Chuck D's mah boy... yeah I'm a fan of the Beastie Boys, but if there's a group that I have the utmost repect for it was PE...

and i'm not surprised he feels that way... the post-Chronic state of rap/hip-hop is just depressing... sure there's some fun stuff happening in the underground, but it's just so sad that the mainstreaming of it has turned out as porrly as it has...

of course, I'm not really surprised... any time a genre truly "breaks" into the mainstream the really good stuff is typically marginalized... the teeming masses want something they can easily digest, which is how folks like Jay-Z , P-Diddy, Nelly, and their ilk have careers to begin with :(


paris came out with a new album about 15 months ago. it was reputed to be extremely anti-Bush. i never got around to finding it (downloading it), though.

a few points from my perspective:

- i agree that late 80s/early 90s hip-hop is better in quality, but there are also some really innovative things going on. in fact, it's really the only place where anything innovative is happening at all on the radio. there's a lot of it that i dislike, and obviously the lyrics have gone waaaaaaaaaaaay downhill compared to the rhymes spit by our personal faves. but keep in mind that our personal faves were isolated cases, just a handful of people out of thousands that were then active in the field.

- on the commercially-visible end, samples have fallen mostly by the wayside in the time since the famous turtles v. de la soul lawsuit. that lawsuit just happened to coincide with the rise of the chronic. licensing fees are just way too high in a lot of cases, which is why we have been saddled ever since with an excess of keyboard beats and the like, and why no one has really improved upon the bomb squad / lench mob practices.

- underground hip-hop seems pretty promising for all us old-schoolers, although i've yet to see something that fully delivers on its promise. if it's good lyrics you're looking for, though, you might find satisfaction in the likes of big undie names like mf doom or mr. lif. and certainly these artists have a lot more reckless approach to sampling.

Oh I agree with you there.
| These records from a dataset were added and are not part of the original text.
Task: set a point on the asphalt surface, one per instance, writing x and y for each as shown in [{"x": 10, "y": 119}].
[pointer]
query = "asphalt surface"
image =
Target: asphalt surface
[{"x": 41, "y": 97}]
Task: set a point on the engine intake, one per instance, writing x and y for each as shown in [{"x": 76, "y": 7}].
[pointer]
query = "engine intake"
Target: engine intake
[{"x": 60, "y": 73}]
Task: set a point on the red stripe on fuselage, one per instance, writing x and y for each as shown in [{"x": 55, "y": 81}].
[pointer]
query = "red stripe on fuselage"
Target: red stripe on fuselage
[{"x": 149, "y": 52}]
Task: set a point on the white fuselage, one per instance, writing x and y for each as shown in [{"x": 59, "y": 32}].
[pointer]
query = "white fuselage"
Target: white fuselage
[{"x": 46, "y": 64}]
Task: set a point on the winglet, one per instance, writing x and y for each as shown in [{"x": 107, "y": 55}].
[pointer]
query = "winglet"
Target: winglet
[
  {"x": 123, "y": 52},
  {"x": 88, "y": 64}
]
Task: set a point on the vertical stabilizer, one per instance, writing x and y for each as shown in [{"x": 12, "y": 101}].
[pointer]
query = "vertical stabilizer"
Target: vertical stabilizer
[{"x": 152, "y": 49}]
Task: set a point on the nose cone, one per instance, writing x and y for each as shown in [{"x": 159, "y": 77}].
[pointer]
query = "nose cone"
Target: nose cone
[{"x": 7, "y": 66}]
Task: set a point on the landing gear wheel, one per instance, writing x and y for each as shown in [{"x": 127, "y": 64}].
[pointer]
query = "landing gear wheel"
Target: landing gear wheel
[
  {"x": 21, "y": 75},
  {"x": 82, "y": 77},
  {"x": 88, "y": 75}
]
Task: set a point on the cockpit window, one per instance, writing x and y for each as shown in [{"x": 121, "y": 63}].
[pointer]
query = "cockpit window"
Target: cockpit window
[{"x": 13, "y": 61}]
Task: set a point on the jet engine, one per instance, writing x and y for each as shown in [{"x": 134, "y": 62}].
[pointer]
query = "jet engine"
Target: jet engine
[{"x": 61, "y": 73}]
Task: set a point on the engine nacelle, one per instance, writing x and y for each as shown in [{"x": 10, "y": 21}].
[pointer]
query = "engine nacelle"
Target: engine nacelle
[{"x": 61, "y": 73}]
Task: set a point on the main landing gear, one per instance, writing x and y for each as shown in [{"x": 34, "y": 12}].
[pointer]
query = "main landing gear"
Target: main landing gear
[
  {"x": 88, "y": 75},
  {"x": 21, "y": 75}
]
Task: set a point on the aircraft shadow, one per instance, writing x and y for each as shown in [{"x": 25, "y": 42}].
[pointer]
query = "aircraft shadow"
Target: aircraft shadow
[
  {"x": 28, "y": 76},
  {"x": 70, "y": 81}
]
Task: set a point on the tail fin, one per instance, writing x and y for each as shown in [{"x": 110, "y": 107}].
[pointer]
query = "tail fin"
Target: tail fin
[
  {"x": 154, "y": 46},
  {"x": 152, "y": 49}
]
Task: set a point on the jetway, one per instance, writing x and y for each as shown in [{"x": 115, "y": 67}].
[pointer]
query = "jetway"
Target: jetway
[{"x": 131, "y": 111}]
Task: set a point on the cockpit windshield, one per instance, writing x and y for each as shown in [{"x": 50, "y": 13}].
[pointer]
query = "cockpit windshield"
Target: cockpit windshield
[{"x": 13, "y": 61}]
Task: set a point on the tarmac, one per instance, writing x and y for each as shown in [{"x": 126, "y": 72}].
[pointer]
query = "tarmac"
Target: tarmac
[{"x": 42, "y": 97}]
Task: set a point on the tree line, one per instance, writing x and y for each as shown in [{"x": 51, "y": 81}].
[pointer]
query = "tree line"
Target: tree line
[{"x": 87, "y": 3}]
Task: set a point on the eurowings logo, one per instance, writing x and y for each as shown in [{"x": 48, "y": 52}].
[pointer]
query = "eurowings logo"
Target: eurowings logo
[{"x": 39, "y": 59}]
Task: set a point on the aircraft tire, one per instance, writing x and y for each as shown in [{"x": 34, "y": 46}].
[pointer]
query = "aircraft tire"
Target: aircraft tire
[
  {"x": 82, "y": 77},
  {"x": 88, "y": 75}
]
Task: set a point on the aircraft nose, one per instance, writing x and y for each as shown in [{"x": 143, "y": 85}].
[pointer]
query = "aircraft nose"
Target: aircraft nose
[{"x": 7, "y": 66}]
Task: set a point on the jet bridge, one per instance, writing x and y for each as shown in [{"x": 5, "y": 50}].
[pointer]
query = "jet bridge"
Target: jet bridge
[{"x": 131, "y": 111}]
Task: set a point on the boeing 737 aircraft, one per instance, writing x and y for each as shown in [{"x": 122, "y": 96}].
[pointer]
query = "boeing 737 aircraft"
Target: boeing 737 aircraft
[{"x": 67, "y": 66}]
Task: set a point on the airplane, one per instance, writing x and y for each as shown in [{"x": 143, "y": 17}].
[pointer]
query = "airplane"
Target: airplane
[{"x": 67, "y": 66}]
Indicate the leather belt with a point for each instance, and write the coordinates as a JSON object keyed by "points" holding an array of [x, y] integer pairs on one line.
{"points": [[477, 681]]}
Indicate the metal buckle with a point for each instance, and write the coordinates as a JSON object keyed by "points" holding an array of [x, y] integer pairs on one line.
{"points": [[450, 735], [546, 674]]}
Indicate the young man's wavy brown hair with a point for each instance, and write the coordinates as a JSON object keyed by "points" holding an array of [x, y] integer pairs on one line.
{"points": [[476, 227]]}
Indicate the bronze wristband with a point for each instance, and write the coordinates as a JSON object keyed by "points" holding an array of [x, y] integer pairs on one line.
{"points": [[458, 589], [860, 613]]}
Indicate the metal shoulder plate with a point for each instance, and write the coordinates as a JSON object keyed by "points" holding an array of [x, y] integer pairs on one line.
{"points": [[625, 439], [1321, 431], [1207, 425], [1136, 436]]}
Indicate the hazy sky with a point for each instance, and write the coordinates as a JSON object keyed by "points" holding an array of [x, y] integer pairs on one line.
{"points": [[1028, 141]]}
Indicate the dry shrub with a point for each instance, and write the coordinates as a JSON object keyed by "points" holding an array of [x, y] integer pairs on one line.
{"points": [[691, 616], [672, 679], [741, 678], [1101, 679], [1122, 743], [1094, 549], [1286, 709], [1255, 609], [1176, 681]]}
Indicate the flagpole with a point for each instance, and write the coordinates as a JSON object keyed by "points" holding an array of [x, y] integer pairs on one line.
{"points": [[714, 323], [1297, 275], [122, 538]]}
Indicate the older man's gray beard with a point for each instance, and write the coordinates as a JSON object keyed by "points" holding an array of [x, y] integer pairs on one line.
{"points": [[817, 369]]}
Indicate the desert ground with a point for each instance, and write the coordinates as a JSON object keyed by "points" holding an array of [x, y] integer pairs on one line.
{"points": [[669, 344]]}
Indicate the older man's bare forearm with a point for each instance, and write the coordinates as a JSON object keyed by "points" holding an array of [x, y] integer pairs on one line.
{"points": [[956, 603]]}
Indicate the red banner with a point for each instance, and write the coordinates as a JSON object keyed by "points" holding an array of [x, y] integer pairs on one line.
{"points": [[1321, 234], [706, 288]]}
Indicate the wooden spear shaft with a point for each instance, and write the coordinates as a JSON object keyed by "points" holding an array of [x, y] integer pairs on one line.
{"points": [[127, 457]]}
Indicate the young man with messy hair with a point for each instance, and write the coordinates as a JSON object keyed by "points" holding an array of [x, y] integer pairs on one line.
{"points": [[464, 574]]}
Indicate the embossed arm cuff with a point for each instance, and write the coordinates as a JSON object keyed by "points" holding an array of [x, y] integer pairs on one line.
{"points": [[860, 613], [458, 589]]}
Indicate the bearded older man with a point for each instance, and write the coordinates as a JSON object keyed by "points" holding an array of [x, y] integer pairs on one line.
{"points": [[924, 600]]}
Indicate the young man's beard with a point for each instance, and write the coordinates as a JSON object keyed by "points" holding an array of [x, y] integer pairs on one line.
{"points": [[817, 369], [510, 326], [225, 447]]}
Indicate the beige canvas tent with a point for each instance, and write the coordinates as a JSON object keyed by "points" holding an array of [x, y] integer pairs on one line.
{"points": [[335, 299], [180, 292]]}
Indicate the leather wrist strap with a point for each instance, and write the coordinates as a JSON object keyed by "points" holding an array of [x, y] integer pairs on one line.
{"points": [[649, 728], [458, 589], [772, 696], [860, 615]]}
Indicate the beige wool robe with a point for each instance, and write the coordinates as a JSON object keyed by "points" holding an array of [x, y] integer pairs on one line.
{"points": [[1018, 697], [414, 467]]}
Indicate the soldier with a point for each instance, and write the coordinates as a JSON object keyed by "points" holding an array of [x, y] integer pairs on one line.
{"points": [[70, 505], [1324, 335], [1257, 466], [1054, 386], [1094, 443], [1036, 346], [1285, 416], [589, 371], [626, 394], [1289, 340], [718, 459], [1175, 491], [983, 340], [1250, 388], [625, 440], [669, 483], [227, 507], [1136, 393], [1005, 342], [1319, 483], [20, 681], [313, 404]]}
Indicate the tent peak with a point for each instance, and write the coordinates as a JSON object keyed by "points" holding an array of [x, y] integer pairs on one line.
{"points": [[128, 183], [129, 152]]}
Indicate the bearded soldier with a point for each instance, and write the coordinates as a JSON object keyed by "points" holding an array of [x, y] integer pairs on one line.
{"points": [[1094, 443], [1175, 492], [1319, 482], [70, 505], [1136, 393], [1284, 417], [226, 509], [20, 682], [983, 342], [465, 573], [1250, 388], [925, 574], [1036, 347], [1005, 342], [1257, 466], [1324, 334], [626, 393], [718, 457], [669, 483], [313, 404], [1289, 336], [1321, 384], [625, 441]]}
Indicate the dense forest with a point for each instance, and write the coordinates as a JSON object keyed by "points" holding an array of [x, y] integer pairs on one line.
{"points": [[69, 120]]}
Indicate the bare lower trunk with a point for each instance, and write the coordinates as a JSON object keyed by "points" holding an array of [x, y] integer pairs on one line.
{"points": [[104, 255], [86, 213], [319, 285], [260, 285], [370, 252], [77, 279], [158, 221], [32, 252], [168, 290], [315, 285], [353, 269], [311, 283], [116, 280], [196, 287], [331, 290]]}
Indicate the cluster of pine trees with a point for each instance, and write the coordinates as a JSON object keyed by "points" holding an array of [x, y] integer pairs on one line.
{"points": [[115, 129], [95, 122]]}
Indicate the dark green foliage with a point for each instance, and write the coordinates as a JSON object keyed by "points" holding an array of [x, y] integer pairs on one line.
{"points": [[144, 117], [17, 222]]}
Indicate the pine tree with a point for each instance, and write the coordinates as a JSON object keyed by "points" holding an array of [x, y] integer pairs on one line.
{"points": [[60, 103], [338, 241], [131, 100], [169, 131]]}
The lawsuits over sampling effectively ended that era of music. What's really a shame is that in this age of digital music the possibilities would've been endless for creative sampling. OF course, the ease with which it could be done would also lead to a lot more crap in the marketplace of ideas as well.

Man... you know how to make my heart go pitter-patter by mentioning the Bomb Squad... PE records #1...

And yeah, I know there were just as many lame acts back then, too and we have the luxury of time to reflect back on the era and conveniently forget the crap that was mixed with the cream... and I won't deny that there are some fun things in the underground (the last Murs record was a personal fave of mine) but so much of it feels like a throw-back to the past rather than forging into bold new soundscapes....

yeah, i agree about the throwback thing. although the murs record was awesome! and if you didn't get a chance to hear the Madvillain album... damn.